E. This RECONCILE will run much faster on big files.

Alice wonders if her code extends to reconciling more than two file systems. Consider 3 hosts (A, B, and C) that all have an identical copy of a file f , and the following sequence of events:

• at noon B modifies file f
• at 1 pm B reconciles with A
• at 2 pm C modifies f
• at 3 pm B reconciles with C
• at 4 pm A modifies f
• at 5 pm B reconciles with A

Assume that B has two distinct fsinfo databases, one used for reconciling with A and one for reconciling with C.

Q25.7 Which of the following statements are correct, given this sequence of events and Alice's implementation of RECONCILE ?

A. If the conflict at 3 pm is reconciled in favor of B's copy, then RECONCILE will not report a conflict at 5 pm.
B. If the conflict at 3 pm is reconciled in favor of C's copy, then RECONCILE will report a conflict at 5 pm.
C. If the conflict at 3 pm is resolved by a modification to f that merges B's and C's versions, then RECONCILE will report a conflict at 5 pm.
D. If the conflict at 3 pm is resolved by removing f from B and C, then RECONCILE will not report a conflict at 5 pm.

Problem Set 26: JailNet\(^*\)

\(^*\) Credit for developing this problem set goes to Stephen A. Ward.

1998–2–7…14

(Some Chapter 1, but mostly Chapter 5)

The Computer Crimes Correction Facility, a federal prison for perpetrators of information-related crimes, has observed curious behavior among their inmates. Prisoners have discovered that they can broadcast arbitrary binary strings to each other by banging cell bars with either the tops or bottoms of their tin cups, making distinct sounds for "0" and "1". Since such sounds made in any cell can typically be heard in every other cell, they have devised an Ethernet-like scheme for communicating varying-length packets among themselves.

The basic communication scheme was devised by Annette Laire, a CCCF lifer convicted of illegal exportation of restricted information when the GIF she emailed to her cousin in El Salvador was found to have some bits in common with a competent cryptographic algorithm.

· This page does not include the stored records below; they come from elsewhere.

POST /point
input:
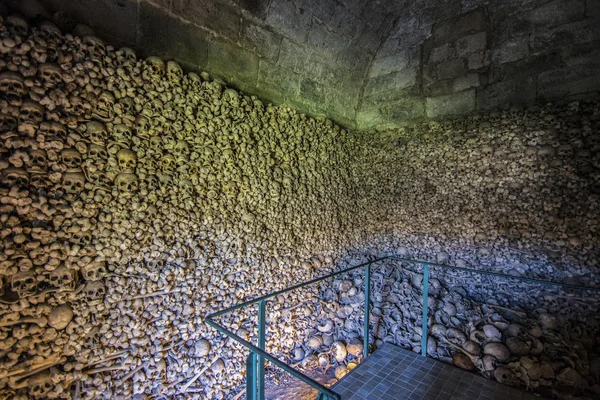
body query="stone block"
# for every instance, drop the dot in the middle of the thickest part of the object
(389, 64)
(474, 43)
(394, 81)
(442, 53)
(592, 8)
(110, 19)
(366, 119)
(340, 105)
(367, 41)
(311, 92)
(355, 58)
(453, 28)
(289, 20)
(232, 60)
(478, 60)
(278, 79)
(260, 40)
(450, 104)
(569, 82)
(513, 90)
(257, 8)
(166, 4)
(437, 88)
(293, 55)
(175, 38)
(558, 12)
(512, 50)
(451, 69)
(219, 17)
(565, 37)
(465, 82)
(345, 23)
(405, 109)
(327, 43)
(323, 10)
(430, 12)
(373, 15)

Annette defined the following basic communication primitive:

procedure SEND (message, from, to)
    BANG (ALL_ONES)                         // Start with a byte of eight 1’s
    BANG (to)                               // destination inmate number
    BANG (from)                             // source inmate number
    BANG (message)                          // the message data
    BANG (CHECKSUM ({to, from, message}))   // Checksum of whole message

where the operation BANG (data) is executed by banging ones tin cup to signal the sequence of bits corresponding to the specified null-terminated character string, including the zero byte at its end. The special string ALL_ONES sent initially has a single byte of (eight) 1 bits (followed by the terminating null byte). The high-order bit of each 8-bit character (in to , from , message , and the result of CHECKSUM ) is zero.

Annette specified that the to and from strings be the unique numbers printed on every inmate's uniform, since all of the nerd-inmates quickly learn the numbers of each of their colleagues. Each inmate listens more or less continuously for packets addressed to them, ignoring all packets whose to field don't match their number or whose checksums are invalid.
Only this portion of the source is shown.